ASX on Twitter: ASX doesn't use circuit breakers like #NYSE. We have AOTs—Anomalous Order Thresholds—that calculate reference prices for all stocks every minute and prevent the placing of aggressive orders (an order +/-10% the reference price). See: https://bddy.me/2U5b1C8 #Ausbiz #ASX
Across the Atlantic, new measures introduced by the European Central Bank failed to prevent European stocks dropping 11½ per cent in what was their worst-ever fall. The S&P 500 has now fallen 27pc from its record high three weeks ago and if the S&P/ASX 200 falls as much as expected today it will be down 32pc from its record high close of 7162.5. These falls are the worst since the global financial crisis but more worryingly, happening at a faster rate than they did at that time and are occurring at a time of record low interest rates. The ECB added EUR120bn to its QE program for 2020, while lowering bank capital ratios and saying it will focus on a new round of loans to small business.
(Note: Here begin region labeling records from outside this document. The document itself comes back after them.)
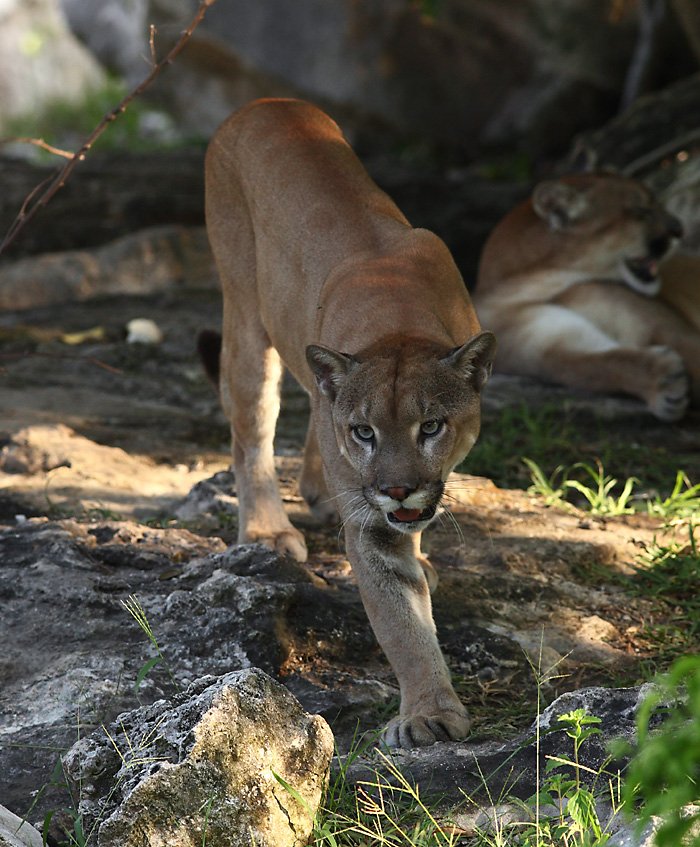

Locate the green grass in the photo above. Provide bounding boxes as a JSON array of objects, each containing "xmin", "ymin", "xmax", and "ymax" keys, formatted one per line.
[
  {"xmin": 6, "ymin": 78, "xmax": 203, "ymax": 157},
  {"xmin": 458, "ymin": 403, "xmax": 697, "ymax": 494}
]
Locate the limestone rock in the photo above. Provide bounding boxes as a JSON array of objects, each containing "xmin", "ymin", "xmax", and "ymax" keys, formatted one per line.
[
  {"xmin": 0, "ymin": 225, "xmax": 216, "ymax": 309},
  {"xmin": 148, "ymin": 0, "xmax": 691, "ymax": 156},
  {"xmin": 64, "ymin": 669, "xmax": 333, "ymax": 847},
  {"xmin": 0, "ymin": 0, "xmax": 105, "ymax": 135},
  {"xmin": 0, "ymin": 806, "xmax": 43, "ymax": 847}
]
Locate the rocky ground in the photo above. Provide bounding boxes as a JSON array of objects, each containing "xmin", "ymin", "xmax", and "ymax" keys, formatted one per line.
[{"xmin": 0, "ymin": 290, "xmax": 700, "ymax": 836}]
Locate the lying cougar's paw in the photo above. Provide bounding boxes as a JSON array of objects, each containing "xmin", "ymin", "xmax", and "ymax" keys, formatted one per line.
[
  {"xmin": 649, "ymin": 346, "xmax": 690, "ymax": 422},
  {"xmin": 245, "ymin": 528, "xmax": 309, "ymax": 562},
  {"xmin": 382, "ymin": 709, "xmax": 471, "ymax": 747}
]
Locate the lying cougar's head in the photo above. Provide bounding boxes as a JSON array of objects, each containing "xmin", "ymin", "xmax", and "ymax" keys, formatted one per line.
[
  {"xmin": 532, "ymin": 174, "xmax": 683, "ymax": 297},
  {"xmin": 306, "ymin": 332, "xmax": 495, "ymax": 532}
]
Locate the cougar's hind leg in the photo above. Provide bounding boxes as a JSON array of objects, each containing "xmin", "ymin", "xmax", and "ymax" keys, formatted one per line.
[
  {"xmin": 221, "ymin": 315, "xmax": 307, "ymax": 562},
  {"xmin": 299, "ymin": 410, "xmax": 338, "ymax": 524},
  {"xmin": 205, "ymin": 137, "xmax": 306, "ymax": 561}
]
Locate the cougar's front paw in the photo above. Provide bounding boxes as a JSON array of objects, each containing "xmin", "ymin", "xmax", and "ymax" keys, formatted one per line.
[
  {"xmin": 382, "ymin": 709, "xmax": 471, "ymax": 747},
  {"xmin": 649, "ymin": 346, "xmax": 690, "ymax": 423},
  {"xmin": 241, "ymin": 528, "xmax": 309, "ymax": 562}
]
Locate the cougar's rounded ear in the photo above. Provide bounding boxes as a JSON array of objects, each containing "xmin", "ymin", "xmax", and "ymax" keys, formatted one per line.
[
  {"xmin": 532, "ymin": 179, "xmax": 588, "ymax": 231},
  {"xmin": 441, "ymin": 332, "xmax": 496, "ymax": 391},
  {"xmin": 306, "ymin": 344, "xmax": 357, "ymax": 400}
]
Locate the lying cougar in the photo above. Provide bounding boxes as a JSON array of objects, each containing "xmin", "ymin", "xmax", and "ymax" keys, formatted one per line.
[
  {"xmin": 474, "ymin": 174, "xmax": 700, "ymax": 421},
  {"xmin": 206, "ymin": 100, "xmax": 495, "ymax": 746}
]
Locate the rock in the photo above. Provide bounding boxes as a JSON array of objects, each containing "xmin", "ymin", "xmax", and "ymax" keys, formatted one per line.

The Fed expanded its $60bn Treasury Bill programme to all Treasuries to match the maturity composition of Treasury securities outstanding, thereby officially restarting QE. “The aggressive move from the Fed makes it very clear that the Bank will not allow USD liquidity to dry up,” says NAB’s Rodrigo Catril. The Fed will offer $500bn in a three-month repo today, with a further $500bn three-month and a $500bn one-month repo tomorrow. These will continue each week, in addition to the $175bn daily and $45bn two-week repos twice per week.
The Fed uses repurchase agreements, also called "RPs" or "repos", to make collateralized loans to primary dealers. In a reverse repo or "RRP”, the Fed borrows money from primary dealers. The typical term of these operations is overnight, but the Fed can conduct these operations with terms out to 65 business days, or even 3 months. In Australia, the RBA added a net $6.91bn of liquidity to the financial system via daily repo operations in an attempt to provide liquidity to the repo funding markets as the spread of the funding rate to the risk free rate widens.